Le 20 septembre 2006, l'ambassadeur de Russie au Japon, Alexandre Loussioukov, déclarait que Sakhaline-2 serait vite en ordre de bataille si un groupe public menait le projet 11. On entendit mieux que bien ce qu’on lui avait soufflé : le 21 décembre, le géant gazopétrolier Gazprom faisait main basse sur Sakhalin Energy en se faisant discounter 50% des actions plus une, au prix de 7,45 milliards de dollars.
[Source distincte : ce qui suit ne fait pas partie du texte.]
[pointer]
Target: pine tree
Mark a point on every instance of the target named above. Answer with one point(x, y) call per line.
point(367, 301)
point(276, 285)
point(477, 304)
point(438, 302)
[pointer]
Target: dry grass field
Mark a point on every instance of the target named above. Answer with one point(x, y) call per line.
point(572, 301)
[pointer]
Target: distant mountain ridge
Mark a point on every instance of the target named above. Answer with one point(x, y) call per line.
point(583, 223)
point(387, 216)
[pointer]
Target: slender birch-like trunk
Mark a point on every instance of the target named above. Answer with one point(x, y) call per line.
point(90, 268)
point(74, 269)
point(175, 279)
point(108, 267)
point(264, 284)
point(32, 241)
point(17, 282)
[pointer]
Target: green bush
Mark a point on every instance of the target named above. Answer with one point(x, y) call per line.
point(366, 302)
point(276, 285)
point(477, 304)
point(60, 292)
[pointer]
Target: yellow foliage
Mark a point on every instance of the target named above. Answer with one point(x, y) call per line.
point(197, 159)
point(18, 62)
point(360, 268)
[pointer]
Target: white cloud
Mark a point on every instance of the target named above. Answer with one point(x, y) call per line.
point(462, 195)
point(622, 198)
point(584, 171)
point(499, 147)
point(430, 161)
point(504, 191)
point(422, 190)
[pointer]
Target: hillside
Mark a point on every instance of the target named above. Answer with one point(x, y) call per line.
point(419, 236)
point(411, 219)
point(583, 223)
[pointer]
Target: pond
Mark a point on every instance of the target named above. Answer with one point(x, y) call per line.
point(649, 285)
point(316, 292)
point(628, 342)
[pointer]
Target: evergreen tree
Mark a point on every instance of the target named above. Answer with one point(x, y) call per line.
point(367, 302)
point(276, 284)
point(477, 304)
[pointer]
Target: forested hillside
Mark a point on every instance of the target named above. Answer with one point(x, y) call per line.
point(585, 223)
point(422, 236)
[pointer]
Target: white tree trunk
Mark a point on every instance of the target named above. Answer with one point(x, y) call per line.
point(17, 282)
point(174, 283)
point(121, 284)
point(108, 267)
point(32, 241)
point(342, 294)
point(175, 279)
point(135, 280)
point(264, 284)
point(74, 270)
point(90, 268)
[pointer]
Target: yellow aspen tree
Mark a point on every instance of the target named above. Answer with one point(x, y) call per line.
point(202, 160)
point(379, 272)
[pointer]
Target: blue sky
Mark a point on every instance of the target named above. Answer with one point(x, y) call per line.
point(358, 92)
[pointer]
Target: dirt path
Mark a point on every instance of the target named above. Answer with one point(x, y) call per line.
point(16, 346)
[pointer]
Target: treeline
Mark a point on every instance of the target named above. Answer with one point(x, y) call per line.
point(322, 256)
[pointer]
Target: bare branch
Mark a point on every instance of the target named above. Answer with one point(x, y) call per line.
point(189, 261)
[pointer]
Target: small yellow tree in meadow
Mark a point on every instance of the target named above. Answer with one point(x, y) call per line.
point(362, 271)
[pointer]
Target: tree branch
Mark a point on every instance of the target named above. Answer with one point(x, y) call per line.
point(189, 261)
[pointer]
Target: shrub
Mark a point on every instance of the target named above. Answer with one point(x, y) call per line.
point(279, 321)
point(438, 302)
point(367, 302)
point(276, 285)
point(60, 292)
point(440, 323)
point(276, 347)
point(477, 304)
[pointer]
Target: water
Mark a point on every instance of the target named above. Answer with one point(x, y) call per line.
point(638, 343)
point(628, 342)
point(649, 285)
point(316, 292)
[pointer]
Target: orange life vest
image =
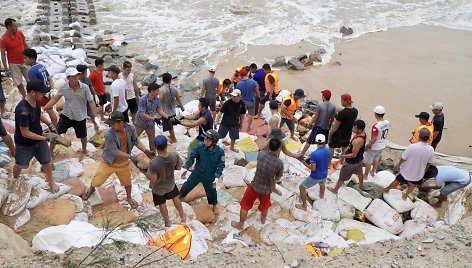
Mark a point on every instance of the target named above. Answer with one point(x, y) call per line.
point(292, 108)
point(277, 82)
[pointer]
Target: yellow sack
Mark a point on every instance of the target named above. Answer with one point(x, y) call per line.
point(247, 145)
point(178, 240)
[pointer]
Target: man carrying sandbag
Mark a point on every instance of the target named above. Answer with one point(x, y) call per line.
point(210, 161)
point(120, 139)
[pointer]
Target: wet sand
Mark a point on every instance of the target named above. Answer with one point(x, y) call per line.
point(404, 69)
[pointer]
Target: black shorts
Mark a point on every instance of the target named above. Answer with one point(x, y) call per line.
point(102, 99)
point(132, 105)
point(315, 131)
point(161, 199)
point(80, 127)
point(402, 180)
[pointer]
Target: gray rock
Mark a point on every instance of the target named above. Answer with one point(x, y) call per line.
point(346, 30)
point(295, 64)
point(279, 61)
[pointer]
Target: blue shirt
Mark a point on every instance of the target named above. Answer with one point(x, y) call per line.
point(320, 157)
point(209, 164)
point(248, 89)
point(149, 107)
point(39, 72)
point(259, 77)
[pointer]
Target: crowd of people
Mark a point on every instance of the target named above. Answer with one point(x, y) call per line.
point(224, 105)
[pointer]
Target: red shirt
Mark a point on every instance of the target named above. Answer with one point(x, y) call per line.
point(97, 82)
point(14, 47)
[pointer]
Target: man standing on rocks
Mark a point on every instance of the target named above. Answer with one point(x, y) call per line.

Un prix d’ami 12. Royal Dutch Shell, Mitsui et Mitsubishi, auront rabattu leurs prétentions de moitié … « Je veux remercier les parties prenantes pour la flexibilité dont elles ont fait preuve » résumera Vladimir Poutine, impénétrable : on ne saurait dire avec moins de cynisme ! Ainsi la kremlinisation de l'économie russe, notamment son secteur pétrolier, avance-t-elle au pas cadencé : après l'expropriation de Ioukos à coup de châtiments fiscaux et sa vente rocambolesque aux enchères au groupe public Rosneft, après le rachat de Sibneft à Roman Abramovitch, prudemment exilé outre-manche, voici Sakhaline-2 dans le giron de Gazprom, la « Saint-pétersbourgeoise ». La boucle est presque bouclée : qu'adviendra-t-il de Sakhaline-1 (ExxonMobil) et Khariaga (Total), mieux protégés dit-on des dommages écologiques par la présence de capitaux russes ? C'est à voir. Pour Sakhaline-2, le rideau est tombé ; on n'entendra plus la dialectique indignée du bon soldat Oleg Mitvol : sa mission est terminée.
 
Bye bye Boris Nikolaïevitch : l’Histoire se souviendra de vous, debout sur un char devant la Maison-Blanche de Russie, incarnation moderne de « La liberté guidant le peuple ». Un temps nouveau est maintenant venu, qui ne pouvait être sans que vous fussiez. Place à la realpolitik : l'heure est à la reconquêteA 38 ans, l'oligarque Oleg Deripaska contrôle déjà Russian Aluminium, le troisième producteur mondial d’aluminium derrière Alcoa et Alcan. Son ambition est plus grande encore, qui vise à absorber son dauphin local, Sual, sixième mondial. Cette union, convenue début août, fera alors émerger le premier producteur mondial d’aluminium primaire, et le troisième extracteur de bauxite …. 
 
 

 
(1) La production tombera à 6,16 millions de barils par jour en 1998 ;
(2) Les « Prêts contre actions » ne donnaient le contrôle des privatisées qu'après l'élection de 1996
(3) Exxon Neftegaz (30%), ONGC (20%) -Inde, Rosneft (20%), SODECO (30%) - Japon
(4) Total (50%), Norsk Hydro (40%), Compagnie pétrolière de Nenetsk (10%)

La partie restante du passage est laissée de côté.